Which makes it worth asking: why do so many people go to these clubs with expensive drinks, B-movie actors, moronic rappers, brittle supermodels, and other forms of rampant egomania? Why do they adhere to the stupid dress codes? Why do they stand in line and endure abuse from obnoxious, thickheaded, power-tripping door people who only allow the so-called beautiful people to walk past the velvet rope? What's fun about spending $1000 on a bottle of alcohol while the DJ plays records you've already heard a thousand times on the radio?
If I encountered the level of bullshit that was par for the course during VMA week (and particularly that Sunday night) on a regular basis, I would never want to visit a local nightclub again. I've had plenty of great nights, however, partying on the Washington Avenue strip. In fact, this past Saturday I went to an evening party Michael Capponi gave at the Shore Club that exuded sophistication and good vibes. Then, I checked out two hot performances by the Beastie Boys and De La Soul during MTV's LIFEBeat benefit concert at crobar. I ended the night with a chaotic visit to Opium Garden, where DJ Irie rocked the turntables for a dance floor packed with happily tipsy dancers.
There are several venues that emphasize cool and progressive parties and concerts, from Jazid and Marlin Bar to Lounge 16 and Liquor Lounge, for those who have grown tired of upscale clubs and lounges. Nevertheless, the "booty and bottles" joints dominate the landscape. To paraphrase an old saying, you can't fight a city. No matter how much I want things to change, or even evolve, into something more complex and substantive, I realize South Beach won't be discarding its ice queen identity anytime soon. The area has made too much money from its reputation as the American Riviera.

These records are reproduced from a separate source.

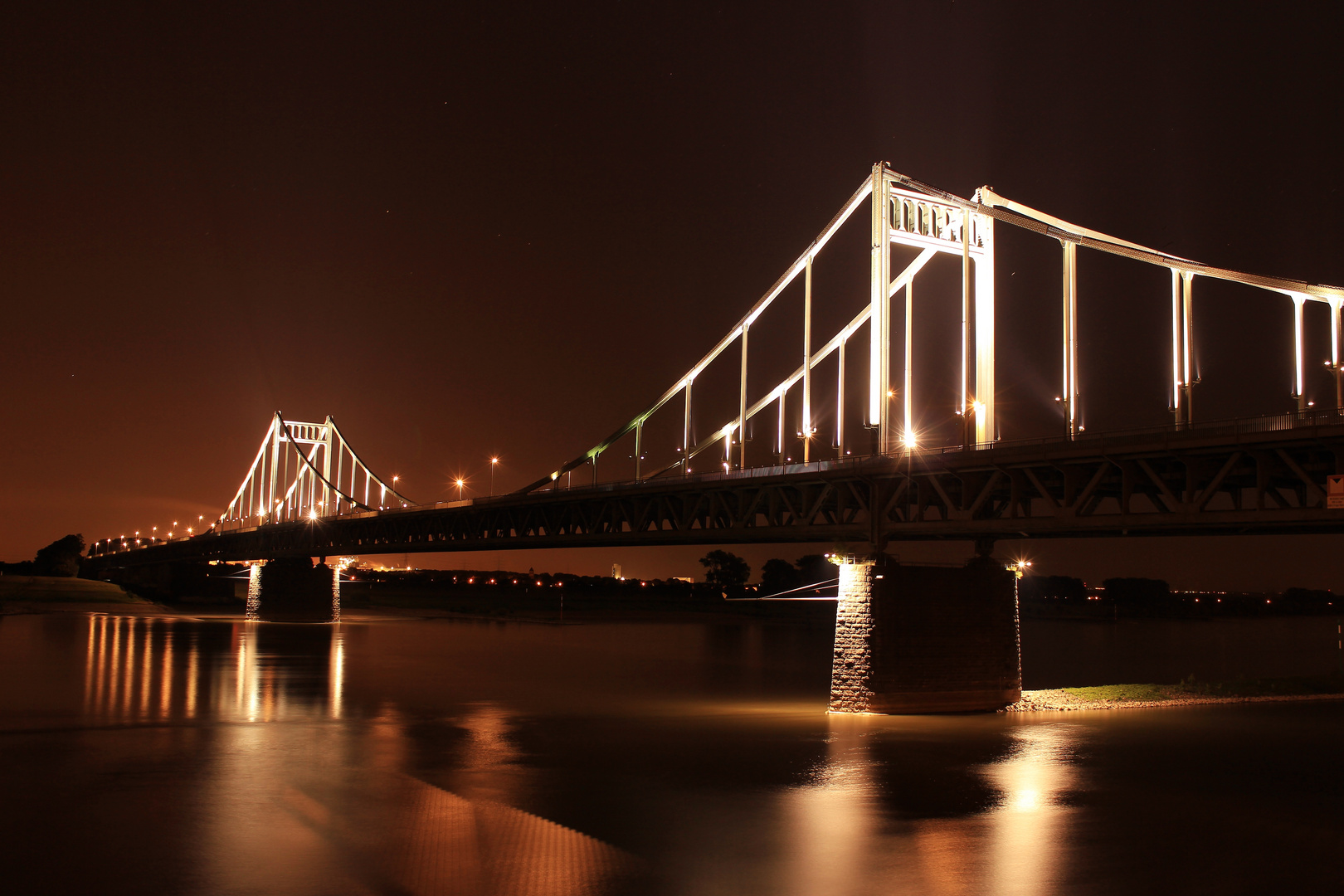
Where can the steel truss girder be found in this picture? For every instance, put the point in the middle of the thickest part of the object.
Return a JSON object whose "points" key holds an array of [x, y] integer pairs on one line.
{"points": [[1175, 483]]}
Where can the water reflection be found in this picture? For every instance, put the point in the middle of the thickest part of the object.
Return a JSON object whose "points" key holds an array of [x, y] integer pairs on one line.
{"points": [[1027, 830], [858, 825], [141, 670]]}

And let's be clear: MTV didn't bring the VMAs to Miami because of the greatness of the city of Miami. All the city of Miami really got out of the VMAs was some good press, two relatively successful block parties, and a heap of trash generated by overzealous street teams for miscellaneous rappers and R&B singers. Which may be why, when P. Diddy announced during the Video Music Awards broadcast on Sunday night that he wanted to show the world what Miami was all about, he brought out a booty-shaking chorus of girls in hot pants furiously gyrating to some rap song I can't remember, a scene you'll find in a South Beach club on any given night.
Yes, our fair metropolis seems to revolve around sex. When it's 100 degrees outside and all you see are half-naked people walking around, it's difficult to think about much else. Accordingly, the dream merchants who run much of the Beach sell us fun, frivolity, sensuality, and inaccessibility. For them, standing outside of a nightclub, waiting in vain to be allowed past the velvet rope, is all part of an extended flirtation that can lead to consummation or disappointment.
So we engage these merchants, looking for qualities they seem to have in abundance (celebrities, a fizzy pop soundtrack, laser lights, and a booming sound system) and ignore the ones they often lack (live music and good conversation). We stand outside the velvet rope and pay for an experience; some of us, with our VIP credentials, hustle our way past the rope without spending a dime.
But if club promoters or owners act as if they are too good for you, and pretend that you are not attractive or important enough to enter their establishments, then I suggest you take your business elsewhere. Miami is bigger than South Beach, and South Beach is bigger than Mansion.